Whether it’s New York, Paris, Moscow, London, or a tribal village in Taiwan, Cloud Gate runs the same programme. Lin thinks that aesthetics do not necessarily have any links to one’s education and upbringing. ‘Many among our audiences are peasants and a great number have told me, “Teacher Lin, I didn’t understand a thing, but I was deeply moved from start to finish.” We are a word-oriented nation, but watching a dance is not about reading for content. We’re also a utilitarian nation. We’re the product of exams; we don’t think freely so we’re always anxious about the meaning of what we see on stage and that anxiety kills appreciation. I think art should liberate your thinking and let your imagination soar.’


Cloud Gate’s free outdoor performances attract thousands and up to tens of thousands of viewers. To quote him, ‘Today when the world is in our neighbourhood and our neighbourhood is worlds away, when people no longer interact with people, every time thousands of folks switch off their computers and television sets, and get out of their homes to watch something alive and breathing, it’s amazing.’

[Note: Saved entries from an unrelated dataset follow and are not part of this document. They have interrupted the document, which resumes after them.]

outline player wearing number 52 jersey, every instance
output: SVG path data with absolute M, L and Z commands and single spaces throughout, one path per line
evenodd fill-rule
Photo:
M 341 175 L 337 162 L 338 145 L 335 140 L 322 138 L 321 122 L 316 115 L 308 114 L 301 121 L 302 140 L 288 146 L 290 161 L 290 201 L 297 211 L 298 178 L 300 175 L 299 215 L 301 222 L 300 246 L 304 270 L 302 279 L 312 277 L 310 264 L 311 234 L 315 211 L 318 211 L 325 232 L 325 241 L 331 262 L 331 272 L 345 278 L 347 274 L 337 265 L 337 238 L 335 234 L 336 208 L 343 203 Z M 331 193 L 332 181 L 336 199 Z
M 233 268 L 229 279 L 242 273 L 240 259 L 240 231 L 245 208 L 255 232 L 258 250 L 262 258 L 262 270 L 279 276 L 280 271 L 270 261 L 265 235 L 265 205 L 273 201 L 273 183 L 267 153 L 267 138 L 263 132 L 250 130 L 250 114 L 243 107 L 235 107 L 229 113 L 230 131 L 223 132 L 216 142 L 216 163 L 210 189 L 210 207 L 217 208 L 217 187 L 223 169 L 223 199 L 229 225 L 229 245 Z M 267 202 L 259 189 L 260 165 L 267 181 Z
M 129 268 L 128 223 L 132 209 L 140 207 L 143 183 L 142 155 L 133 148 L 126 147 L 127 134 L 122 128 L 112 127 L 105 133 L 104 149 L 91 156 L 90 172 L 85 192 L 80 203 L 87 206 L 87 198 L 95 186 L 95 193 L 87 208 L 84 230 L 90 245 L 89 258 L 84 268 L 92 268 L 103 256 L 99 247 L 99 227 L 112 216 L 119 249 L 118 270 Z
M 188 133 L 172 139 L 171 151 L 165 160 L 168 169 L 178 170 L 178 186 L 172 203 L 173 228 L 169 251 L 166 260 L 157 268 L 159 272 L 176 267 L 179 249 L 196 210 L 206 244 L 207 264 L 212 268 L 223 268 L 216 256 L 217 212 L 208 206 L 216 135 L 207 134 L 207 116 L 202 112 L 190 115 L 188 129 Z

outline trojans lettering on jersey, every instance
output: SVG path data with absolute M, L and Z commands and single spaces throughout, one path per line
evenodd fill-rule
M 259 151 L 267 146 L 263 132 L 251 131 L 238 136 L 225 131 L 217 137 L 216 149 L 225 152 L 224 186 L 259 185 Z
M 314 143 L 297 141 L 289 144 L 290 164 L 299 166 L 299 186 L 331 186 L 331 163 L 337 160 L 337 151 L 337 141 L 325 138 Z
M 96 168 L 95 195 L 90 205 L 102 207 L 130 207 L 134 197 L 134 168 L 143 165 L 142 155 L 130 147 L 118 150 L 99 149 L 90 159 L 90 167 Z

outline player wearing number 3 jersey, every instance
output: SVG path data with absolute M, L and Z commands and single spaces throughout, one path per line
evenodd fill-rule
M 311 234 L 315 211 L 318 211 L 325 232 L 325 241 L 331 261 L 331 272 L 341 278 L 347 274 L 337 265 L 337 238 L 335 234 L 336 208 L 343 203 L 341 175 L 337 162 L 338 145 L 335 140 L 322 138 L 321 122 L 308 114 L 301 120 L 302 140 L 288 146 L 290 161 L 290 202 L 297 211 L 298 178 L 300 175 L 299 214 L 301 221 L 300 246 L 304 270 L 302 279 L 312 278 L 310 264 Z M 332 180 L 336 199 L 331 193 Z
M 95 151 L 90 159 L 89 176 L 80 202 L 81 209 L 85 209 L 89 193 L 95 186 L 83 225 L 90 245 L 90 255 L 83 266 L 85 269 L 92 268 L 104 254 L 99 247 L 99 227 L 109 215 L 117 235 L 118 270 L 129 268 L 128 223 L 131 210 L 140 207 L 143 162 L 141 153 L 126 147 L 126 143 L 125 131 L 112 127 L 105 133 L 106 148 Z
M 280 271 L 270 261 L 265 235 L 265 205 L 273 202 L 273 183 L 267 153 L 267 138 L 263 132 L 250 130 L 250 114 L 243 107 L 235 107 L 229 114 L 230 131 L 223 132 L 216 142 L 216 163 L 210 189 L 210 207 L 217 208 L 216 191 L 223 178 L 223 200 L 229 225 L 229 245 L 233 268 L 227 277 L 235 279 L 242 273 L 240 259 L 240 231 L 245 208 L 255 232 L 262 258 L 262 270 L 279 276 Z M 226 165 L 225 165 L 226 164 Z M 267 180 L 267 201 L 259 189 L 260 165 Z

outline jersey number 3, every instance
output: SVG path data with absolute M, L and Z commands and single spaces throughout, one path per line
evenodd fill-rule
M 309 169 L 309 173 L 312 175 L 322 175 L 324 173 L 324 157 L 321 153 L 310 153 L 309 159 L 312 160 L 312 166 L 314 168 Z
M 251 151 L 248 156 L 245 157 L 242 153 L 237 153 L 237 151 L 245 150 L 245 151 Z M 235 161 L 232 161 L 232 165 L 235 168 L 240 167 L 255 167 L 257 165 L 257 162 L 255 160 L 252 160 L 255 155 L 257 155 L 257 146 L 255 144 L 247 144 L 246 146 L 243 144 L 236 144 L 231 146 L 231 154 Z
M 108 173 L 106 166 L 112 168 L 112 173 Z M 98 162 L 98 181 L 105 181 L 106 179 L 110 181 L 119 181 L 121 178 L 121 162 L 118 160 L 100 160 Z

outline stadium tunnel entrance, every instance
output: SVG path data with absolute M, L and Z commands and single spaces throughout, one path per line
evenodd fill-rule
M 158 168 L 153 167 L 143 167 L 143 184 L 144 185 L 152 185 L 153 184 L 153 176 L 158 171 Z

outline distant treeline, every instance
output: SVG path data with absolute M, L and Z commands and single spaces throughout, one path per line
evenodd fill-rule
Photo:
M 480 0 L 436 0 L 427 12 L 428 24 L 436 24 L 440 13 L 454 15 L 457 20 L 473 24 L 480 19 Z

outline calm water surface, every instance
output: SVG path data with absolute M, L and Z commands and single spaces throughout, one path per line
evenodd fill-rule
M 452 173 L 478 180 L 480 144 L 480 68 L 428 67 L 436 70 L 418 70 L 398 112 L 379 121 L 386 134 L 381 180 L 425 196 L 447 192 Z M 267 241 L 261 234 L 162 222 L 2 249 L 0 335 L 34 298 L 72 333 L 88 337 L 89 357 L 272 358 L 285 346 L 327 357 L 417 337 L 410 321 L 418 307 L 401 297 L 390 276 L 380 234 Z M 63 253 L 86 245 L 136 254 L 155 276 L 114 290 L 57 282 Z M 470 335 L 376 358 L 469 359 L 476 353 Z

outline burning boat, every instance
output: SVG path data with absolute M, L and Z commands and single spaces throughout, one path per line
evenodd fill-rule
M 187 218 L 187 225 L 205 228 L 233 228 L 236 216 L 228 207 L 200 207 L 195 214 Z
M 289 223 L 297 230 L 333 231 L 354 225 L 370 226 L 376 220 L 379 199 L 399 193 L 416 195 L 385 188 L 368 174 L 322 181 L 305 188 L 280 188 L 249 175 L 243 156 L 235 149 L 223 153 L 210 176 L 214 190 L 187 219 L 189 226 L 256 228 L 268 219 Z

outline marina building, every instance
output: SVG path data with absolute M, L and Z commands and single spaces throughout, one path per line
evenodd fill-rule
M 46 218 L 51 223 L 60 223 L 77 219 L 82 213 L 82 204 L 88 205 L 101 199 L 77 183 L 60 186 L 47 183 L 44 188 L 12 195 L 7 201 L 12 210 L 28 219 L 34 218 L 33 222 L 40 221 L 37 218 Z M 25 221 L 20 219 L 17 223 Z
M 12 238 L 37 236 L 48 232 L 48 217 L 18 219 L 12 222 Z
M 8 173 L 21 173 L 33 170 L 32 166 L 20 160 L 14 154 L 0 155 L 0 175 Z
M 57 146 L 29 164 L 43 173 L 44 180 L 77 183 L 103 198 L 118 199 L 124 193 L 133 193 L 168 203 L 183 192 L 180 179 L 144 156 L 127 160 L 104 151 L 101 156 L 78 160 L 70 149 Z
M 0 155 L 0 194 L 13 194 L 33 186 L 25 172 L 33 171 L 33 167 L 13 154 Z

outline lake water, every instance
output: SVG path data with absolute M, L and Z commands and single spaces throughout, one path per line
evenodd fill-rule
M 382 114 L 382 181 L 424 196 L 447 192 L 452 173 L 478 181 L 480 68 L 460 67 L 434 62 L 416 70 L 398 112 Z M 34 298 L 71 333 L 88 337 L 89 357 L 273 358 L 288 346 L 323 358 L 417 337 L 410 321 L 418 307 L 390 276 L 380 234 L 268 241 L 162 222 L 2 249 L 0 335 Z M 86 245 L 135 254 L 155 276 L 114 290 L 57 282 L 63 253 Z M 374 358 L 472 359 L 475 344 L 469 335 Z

Lin and his dancers’ experience with the audience has been a journey of self-reacquaintance. In the talk at CUHK, he reviewed how his brainchild treaded a creative path through Taiwan’s martial law era and beyond its abolishment. The Tale of the White Serpent, Nine Songs, The Dream of the Red Chamber, Songs of the Wanderers, Legacy, Moon Water, and Cursive testified to how Cloud Gate evolved from expression through textual characters, taking inspiration from classics, to a departure from words marked by full body-led expression; from infusing Western dance movements into fundamentals derived from Peking opera, to relinquishing the pursuit of vertical height in Western dance in favour of harmony of the yin and the yang. Lin seeks innovation in all his endeavours. ‘Basically I have no boundaries. Every dance is a new baby and all babies are different.’ His standards for picking dancers are the same, preferring those who love to dance and imbue movement with personality over uniformity of body shapes.

Dreams and Passion


When asked how dreams become reality, he says, ‘Don’t just keep thinking or talking. Venture out, explore the world when you’re young. Dreams don’t come true in your imagination. We think too much. We calculate too much.’ And despite over 30 years of growing daisies in cement, he makes light of the challenges which have included a fatigue-induced breakdown in 1977, a debt-induced hiatus in 1988, and losing a rehearsal studio to fire in 2008. ‘The synonym of youth is courage,’ he quipped. Now in his 60s, this same passion fuels his efforts at bringing dance to the people, sharing his experiences with the young so they will concern themselves with society and the world. 


Persistence amid Changes


‘In an age when change is the only convention, storms leave Taiwan for New York, the iPad becomes the last nail in the coffin of the electronic industry; there are calls to levy a “Buffett tax” on millionaires in Europe and the US. The times, the world and our standards are changing. We can count on nothing. Does anything stay the same?’ Lin then went on to reaffirm us, yes, and that includes love for people, love for the land, the pursuit of beauty. There are still people needing help, and so much injustice and unfairness in the world — things that can do with a hand from the young. ‘Between cradle and grave, what do you want to achieve? Can you still dream?’ Lin has shown us with his life the meaning of persistence and on the afternoon of 4 October 2011, he showed the students of CUHK how to take on the impossible.